Ci concentriamo sempre sul talento come se fosse qualcosa di “intrinseco” nella persona, senza considerare il fatto che nella maggior parte dei casi questo si manifesta quando le persone si sentono apprezzate.

Ognuno ha il proprio talento e specifiche capacità: spesso sono nascoste o si rivelano nel fine settimana, molte volte rimangono “sopite” e quasi sempre rimangono inutilizzate perché non ci si prende la briga e il tempo di “conoscerle” e “riconoscerle”.

La fretta di assumere dettata dai cicli di un mercato imprevedibile, spesso spinge le aziende a cercare risorse esterne piuttosto che riconoscere, valorizzare e rendere più produttive quelle che ci sono già.

Ma da un punto di vista meramente economico, invece che concentrarsi unicamente a cercare “nuovi talenti”, è molto meno dispendioso capire come tirarli fuori dalle persone che sono già intorno a noi.

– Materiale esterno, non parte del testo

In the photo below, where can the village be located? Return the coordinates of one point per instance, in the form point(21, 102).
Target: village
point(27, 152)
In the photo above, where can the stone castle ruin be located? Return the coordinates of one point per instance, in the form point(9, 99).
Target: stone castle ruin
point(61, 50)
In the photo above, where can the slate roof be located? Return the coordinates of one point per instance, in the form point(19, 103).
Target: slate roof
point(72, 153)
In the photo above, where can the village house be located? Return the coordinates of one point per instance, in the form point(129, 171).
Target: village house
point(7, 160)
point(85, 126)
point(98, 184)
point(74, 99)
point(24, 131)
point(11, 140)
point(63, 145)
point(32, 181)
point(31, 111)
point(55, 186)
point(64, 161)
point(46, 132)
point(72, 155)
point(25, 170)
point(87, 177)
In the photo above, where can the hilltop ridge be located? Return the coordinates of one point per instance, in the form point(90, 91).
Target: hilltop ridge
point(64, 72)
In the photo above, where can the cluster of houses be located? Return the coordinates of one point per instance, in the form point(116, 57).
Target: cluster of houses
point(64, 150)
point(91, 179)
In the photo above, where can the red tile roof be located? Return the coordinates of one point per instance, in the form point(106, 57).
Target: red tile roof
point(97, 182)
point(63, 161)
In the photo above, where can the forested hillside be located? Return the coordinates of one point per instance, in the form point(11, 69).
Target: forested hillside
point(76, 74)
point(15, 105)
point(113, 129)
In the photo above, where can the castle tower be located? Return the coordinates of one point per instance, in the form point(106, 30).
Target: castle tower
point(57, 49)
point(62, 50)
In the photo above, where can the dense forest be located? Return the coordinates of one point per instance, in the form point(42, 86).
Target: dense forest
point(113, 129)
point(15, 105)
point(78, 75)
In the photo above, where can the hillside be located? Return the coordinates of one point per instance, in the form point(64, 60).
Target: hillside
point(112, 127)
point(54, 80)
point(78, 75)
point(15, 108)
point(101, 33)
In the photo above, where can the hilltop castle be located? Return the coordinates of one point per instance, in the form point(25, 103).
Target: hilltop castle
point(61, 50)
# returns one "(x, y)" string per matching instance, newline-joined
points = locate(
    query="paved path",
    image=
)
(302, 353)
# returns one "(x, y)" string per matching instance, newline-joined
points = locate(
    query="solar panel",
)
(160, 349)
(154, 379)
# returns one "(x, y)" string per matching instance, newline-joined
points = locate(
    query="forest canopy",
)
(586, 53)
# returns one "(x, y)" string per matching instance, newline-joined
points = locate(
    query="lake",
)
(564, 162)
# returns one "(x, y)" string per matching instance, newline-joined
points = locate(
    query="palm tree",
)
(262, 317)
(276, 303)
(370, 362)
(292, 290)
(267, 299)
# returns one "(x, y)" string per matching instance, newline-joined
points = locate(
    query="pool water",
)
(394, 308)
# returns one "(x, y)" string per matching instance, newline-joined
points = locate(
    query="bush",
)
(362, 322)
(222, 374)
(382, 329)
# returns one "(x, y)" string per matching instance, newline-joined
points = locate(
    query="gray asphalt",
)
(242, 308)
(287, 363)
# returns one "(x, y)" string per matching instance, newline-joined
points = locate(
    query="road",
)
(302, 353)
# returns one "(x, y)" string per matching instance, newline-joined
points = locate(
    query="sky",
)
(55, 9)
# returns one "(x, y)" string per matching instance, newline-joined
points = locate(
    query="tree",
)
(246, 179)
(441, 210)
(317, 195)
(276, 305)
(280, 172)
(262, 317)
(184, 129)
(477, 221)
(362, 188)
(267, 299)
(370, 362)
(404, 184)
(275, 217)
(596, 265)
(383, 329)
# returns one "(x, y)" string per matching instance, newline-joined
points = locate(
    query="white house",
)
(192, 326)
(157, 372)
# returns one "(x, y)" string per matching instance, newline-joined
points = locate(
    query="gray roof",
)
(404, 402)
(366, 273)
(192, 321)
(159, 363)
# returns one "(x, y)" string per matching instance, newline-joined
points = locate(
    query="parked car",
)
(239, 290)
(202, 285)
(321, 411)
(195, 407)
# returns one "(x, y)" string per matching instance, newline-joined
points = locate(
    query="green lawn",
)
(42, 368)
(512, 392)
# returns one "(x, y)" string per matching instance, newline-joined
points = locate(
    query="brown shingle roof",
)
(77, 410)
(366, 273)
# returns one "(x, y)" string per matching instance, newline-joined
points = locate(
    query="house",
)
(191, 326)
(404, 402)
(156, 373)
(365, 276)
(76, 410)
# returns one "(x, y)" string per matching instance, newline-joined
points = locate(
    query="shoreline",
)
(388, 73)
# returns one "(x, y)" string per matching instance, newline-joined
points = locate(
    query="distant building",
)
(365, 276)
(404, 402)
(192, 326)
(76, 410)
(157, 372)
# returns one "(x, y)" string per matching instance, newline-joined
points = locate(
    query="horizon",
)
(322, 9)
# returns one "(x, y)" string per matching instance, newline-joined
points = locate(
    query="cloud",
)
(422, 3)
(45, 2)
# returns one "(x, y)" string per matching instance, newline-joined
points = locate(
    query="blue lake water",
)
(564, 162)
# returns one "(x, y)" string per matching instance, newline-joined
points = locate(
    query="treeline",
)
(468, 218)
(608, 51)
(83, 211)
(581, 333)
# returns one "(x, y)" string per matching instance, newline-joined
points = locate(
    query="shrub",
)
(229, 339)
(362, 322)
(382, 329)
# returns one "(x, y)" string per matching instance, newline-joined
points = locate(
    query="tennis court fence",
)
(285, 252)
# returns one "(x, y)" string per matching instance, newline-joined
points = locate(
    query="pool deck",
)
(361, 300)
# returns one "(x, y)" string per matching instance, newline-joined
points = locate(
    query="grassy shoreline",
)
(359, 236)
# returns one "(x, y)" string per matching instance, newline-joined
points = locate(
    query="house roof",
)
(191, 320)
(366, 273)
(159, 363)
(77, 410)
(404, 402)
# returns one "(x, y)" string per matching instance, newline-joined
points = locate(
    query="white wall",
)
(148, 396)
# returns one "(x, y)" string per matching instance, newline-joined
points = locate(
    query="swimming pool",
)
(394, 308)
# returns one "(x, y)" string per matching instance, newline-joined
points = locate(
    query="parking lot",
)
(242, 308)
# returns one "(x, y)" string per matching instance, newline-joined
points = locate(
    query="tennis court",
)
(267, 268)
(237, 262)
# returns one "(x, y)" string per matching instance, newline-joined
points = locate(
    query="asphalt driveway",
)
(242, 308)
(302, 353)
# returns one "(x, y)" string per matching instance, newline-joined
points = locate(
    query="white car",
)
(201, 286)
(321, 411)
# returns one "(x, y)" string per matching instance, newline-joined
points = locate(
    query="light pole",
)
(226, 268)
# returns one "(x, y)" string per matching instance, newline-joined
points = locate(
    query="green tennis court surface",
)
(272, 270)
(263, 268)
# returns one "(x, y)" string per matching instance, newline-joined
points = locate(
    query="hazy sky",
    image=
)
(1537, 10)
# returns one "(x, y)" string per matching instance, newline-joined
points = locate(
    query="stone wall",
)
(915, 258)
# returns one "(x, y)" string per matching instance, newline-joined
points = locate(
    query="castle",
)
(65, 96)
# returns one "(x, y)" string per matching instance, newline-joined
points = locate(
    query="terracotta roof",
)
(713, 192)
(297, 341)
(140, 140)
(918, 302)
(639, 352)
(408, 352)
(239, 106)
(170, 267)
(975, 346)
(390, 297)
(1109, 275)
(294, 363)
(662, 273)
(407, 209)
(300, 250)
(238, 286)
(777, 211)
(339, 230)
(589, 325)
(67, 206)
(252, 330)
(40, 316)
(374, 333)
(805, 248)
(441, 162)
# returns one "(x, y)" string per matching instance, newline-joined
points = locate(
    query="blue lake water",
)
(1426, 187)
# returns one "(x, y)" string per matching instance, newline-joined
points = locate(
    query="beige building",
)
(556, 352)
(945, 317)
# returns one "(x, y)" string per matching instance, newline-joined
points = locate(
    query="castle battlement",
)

Peraltro, le aziende più profittevoli (ad esclusione delle big tech che operano in un mercato completamente diverso dal nostro), sono quelle che hanno i “turn over” più bassi e che riescono ad “attrarre” ma anche a “trattenere”.

Perchè non si fa?

Perchè c’è una scarsa percezione dei costi sommersi… e perchè il processo di “riconoscimento” di ogni singola risorsa richiede la capacità di mettersi in discussione ed un tempo che spesso si pensa di non avere…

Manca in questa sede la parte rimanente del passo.